Leaf Lard and Fatback

Lard/fat has such an awful reputation... or does it?

While it may be easier to cook the regular cuts of pork (chops, roasts, sausage, etc.), we have asked to have  nothing go to waste- including the leaf lard and the fatback.  A few people have purchased some of these packages, but most don't know what to do with them or are afraid of them!

Leaf lard is the highest grade lard and is prized for baking.  It is soft fat found around the kidneys and loin of the pigs.  It is pretty neutral, lacking a pork flavor.  When rendered, it is used for making flaky pie crusts and biscuits or in recipes calling for shortening.

Fatback, the next highest grade of lard, is a hard fat from the back of the pigs.  It may come with or without skin (ours has skin on).  It is often rendered for use with more savory dishes as it will add its own unique flavor, adding to the richness of a dish.  It can be especially delicious when used to saute veggies.

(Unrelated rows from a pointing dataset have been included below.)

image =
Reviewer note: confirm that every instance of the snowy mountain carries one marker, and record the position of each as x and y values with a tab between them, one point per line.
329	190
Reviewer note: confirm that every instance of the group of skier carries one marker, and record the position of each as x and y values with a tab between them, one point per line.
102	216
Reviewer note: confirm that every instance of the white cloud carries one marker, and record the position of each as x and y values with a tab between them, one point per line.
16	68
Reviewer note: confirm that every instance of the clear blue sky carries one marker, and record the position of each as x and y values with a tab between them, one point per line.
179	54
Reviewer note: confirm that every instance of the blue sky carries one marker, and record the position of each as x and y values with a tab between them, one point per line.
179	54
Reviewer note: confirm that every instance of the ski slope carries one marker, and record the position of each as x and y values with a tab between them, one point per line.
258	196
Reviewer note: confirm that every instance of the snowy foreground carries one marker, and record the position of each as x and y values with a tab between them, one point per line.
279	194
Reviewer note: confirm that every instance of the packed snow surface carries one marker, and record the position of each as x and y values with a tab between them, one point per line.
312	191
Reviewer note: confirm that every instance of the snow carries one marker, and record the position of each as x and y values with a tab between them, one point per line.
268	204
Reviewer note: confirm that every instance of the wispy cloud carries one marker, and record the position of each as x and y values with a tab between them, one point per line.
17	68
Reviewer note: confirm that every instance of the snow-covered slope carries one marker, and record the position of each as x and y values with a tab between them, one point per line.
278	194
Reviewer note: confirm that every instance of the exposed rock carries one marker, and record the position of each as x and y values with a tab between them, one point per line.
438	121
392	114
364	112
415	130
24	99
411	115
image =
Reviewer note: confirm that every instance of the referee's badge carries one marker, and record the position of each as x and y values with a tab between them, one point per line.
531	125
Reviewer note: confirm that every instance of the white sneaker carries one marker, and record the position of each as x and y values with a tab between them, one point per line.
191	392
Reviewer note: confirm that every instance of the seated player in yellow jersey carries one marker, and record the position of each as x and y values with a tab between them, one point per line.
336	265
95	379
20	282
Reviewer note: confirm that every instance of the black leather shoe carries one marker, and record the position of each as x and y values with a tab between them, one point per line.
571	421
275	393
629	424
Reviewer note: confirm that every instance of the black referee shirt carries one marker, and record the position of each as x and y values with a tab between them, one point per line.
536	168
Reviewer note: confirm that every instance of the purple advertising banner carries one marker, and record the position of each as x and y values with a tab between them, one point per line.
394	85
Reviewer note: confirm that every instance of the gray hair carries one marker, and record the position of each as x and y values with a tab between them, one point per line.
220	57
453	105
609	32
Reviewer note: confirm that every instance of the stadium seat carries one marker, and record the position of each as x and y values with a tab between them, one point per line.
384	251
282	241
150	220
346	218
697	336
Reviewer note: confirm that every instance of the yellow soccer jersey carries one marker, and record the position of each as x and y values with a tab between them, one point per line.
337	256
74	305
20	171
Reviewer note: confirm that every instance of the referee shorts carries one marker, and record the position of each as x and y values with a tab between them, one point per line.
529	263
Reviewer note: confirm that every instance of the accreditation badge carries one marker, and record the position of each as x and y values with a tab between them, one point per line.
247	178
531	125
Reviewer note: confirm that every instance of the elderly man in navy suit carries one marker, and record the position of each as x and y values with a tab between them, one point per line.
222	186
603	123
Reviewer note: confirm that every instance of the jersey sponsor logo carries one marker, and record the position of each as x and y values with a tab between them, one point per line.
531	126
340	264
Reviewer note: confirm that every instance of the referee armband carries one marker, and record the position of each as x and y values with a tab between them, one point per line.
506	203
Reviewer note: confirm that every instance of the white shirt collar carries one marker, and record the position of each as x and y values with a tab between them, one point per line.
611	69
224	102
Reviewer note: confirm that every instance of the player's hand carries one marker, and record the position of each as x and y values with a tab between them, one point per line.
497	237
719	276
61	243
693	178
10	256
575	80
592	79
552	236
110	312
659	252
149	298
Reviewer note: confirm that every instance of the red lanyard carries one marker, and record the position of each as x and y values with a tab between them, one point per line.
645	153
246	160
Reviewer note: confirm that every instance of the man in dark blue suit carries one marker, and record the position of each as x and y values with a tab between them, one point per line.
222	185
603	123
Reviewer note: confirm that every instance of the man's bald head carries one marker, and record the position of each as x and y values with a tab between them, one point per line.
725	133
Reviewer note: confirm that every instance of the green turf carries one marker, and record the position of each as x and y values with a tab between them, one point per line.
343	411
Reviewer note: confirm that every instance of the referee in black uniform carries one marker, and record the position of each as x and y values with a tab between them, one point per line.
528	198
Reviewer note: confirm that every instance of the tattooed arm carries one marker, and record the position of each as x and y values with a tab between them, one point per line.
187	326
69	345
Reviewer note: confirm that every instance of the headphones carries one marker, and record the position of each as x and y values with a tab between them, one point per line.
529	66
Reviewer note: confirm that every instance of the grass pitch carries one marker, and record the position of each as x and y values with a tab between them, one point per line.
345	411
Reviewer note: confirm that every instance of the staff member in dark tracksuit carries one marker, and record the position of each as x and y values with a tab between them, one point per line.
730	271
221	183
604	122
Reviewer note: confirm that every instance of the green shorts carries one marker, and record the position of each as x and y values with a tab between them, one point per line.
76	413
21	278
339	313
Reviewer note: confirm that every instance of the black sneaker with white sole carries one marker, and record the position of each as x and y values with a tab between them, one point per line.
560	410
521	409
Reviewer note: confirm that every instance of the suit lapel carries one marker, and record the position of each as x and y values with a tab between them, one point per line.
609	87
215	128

Caul fat is the lowest grade of lard as far as rendering goes.  Found around the digestive organs, it is often used instead to wrap lean cuts of meat for roasting (to prevent them from drying out).

Lard fell out of favor when people became worried over health concerns, but is making a comeback.  Despite its terrible reputation, lard has less saturated fat and cholesterol than butter (along with more unsaturated fat).  If you are looking for an alternative to partially hydrogenated oils in vegetable shortening, lard is an excellent option.  By the way, unhydrogenated lard has no trans fats!